Privacy has increasingly become front page news, featuring prominently in political and social debates and financial reporting. From the legislative side, this is driven by laws such as the GDPR (EU), CCPA (CA), LGPD (BR) and PIPL (CN). But privacy is also being shaped by industry itself and beyond local legal requirements, with industry-led privacy enhancing technologies enabling global privacy effects. Civil society has also played a pivotal role in privacy governance, where academics and activists exert influence on privacy regulation and business practices. More and more, multistakeholderism is shaping global perspectives of privacy and reframing roles in this space. The panel will seek to explore how privacy and privacy enhancing technologies are being realized through multistakeholderism and the pros and cons of this approach. Can technical solutions to privacy pave the way for high levels of privacy protection beyond jurisdictional borders? Should laws provide space or even incentives for privacy preserving innovation and, if so, how?

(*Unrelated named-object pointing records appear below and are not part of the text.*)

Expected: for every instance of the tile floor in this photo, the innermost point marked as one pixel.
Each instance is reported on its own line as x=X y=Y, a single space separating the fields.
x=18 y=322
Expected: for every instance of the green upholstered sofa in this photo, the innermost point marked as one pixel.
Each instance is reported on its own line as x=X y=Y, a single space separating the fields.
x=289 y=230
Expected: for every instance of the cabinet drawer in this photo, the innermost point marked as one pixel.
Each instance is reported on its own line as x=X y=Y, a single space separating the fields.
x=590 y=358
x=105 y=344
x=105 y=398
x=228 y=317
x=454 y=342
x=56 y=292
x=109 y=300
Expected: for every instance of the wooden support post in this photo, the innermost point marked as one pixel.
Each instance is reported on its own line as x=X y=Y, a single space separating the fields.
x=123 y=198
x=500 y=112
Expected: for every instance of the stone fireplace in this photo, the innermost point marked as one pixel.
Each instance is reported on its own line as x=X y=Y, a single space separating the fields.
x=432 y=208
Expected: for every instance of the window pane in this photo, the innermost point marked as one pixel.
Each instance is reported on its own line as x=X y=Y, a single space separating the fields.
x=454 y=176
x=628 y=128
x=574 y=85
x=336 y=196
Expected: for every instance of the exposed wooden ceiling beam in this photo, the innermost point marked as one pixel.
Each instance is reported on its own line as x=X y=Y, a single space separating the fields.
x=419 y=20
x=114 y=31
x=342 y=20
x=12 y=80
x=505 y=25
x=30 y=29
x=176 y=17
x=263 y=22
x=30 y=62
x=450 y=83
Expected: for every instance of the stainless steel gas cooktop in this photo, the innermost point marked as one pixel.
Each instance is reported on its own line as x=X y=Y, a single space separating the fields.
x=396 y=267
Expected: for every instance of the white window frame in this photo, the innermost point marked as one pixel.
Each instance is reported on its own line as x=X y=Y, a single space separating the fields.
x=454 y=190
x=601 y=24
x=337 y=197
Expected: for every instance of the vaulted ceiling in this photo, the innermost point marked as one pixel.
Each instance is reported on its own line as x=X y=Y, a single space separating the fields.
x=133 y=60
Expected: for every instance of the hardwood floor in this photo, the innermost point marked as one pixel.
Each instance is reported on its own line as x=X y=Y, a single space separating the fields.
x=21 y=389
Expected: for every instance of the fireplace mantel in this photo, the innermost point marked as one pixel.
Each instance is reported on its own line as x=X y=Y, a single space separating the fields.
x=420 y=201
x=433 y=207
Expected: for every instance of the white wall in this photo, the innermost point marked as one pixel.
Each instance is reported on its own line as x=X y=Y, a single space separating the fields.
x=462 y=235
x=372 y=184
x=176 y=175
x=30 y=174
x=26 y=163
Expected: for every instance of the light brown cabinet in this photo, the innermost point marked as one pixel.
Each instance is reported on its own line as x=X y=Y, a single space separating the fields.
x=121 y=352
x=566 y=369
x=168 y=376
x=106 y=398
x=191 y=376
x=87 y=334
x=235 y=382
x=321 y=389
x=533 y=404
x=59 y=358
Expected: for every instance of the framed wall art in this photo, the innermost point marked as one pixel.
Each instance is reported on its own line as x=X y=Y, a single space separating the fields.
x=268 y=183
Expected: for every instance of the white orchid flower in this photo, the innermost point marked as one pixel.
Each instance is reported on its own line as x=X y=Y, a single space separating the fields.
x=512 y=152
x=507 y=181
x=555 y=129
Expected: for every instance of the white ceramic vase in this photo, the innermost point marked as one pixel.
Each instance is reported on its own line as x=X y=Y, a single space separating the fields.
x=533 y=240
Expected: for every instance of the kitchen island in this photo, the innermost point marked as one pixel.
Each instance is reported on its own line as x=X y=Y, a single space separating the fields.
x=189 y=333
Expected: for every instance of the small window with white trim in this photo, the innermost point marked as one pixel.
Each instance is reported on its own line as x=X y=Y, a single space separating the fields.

Panellists will be asked to put forward their views on global governance of privacy and whether privacy can and should be achieved through multistakeholderism and the limits therein.
• Can laws on their own achieve enhanced privacy for individuals?
• What are the areas for collaboration that can identify and achieve privacy paradigm shifts?
• How do we do so in a manner that enhances privacy without causing stakeholders to seek to block or water down those changes?
• What role will technology developments play and how can we harness those developments for good?